I was meeting a startup CTO for coffee the other morning. As he arrived, he apologised and said that for the next 10 minutes or so he’d have to ignore me.
Why?
“Prod is down.”
I wasn’t offended. I’ve been there plenty of times.
When your production environment is down, when customers can’t access the service they’re paying you for, only one thing matters: getting it back running.
It’s not the time to refactor.
It’s not the time to get the deployment process into a better pipeline.
It’s not the time to release the new version of the API and see if that fixes everything.
And it’s certainly not the time to enjoy a coffee and have a chat.
He sent a few emails, and then he was back in the room. His team were on it. They knew what the problem was, and had some clear steps to improve their system for next time.
Here’s the thing.
Prod being down sucks, but it’s also an important opportunity to level up your product.

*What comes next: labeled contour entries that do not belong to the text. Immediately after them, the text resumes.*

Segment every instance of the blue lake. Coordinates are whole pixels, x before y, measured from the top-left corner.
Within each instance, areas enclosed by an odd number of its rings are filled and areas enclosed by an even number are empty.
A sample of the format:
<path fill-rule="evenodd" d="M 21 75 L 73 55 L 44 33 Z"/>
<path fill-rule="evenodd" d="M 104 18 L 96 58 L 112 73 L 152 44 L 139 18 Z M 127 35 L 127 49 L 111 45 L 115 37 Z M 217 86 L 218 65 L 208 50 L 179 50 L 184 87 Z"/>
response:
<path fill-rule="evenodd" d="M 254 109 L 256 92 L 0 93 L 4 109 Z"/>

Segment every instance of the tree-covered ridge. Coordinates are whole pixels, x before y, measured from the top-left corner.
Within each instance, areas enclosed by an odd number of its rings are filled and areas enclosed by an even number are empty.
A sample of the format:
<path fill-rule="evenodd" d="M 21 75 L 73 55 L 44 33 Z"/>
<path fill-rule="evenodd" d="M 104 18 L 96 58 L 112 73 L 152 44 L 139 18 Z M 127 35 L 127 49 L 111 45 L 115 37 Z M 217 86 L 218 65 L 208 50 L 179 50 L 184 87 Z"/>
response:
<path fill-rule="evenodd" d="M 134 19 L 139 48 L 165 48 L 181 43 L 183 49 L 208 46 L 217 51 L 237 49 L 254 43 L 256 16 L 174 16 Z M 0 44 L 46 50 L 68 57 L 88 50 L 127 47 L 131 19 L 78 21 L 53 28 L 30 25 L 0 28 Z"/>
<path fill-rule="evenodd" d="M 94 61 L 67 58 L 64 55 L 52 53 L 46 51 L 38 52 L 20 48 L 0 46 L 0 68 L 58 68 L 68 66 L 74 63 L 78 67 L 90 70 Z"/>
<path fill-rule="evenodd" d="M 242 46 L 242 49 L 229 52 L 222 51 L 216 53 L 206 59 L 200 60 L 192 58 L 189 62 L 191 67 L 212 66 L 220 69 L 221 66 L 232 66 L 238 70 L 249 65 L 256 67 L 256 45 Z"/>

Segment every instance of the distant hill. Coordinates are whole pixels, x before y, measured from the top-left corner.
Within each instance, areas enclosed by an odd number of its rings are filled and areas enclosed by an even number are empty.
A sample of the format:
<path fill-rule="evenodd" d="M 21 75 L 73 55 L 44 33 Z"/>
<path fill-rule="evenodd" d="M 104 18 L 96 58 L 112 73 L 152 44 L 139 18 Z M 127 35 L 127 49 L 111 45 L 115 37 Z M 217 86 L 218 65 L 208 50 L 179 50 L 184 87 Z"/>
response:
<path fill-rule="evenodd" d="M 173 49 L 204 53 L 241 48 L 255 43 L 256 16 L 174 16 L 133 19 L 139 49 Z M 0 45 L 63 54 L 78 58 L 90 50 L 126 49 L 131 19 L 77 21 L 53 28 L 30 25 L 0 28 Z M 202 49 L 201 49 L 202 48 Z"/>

Those changes that were inappropriate while the app was broken might well be essential once it’s back up and running.
Running a post-mortem, or having a 5 Whys session, gives the opportunity to uncover a deeper understanding of how you operate on a socio-technical level.
Rather than failures, we can think of issues like these as tears that offer a chance for repair and build back stronger, just like muscles in the body do after exercise. It’s an essential step to create an antifragile system.
It’s not about what you do when prod is down that matters.
It’s what you do after that makes all the difference.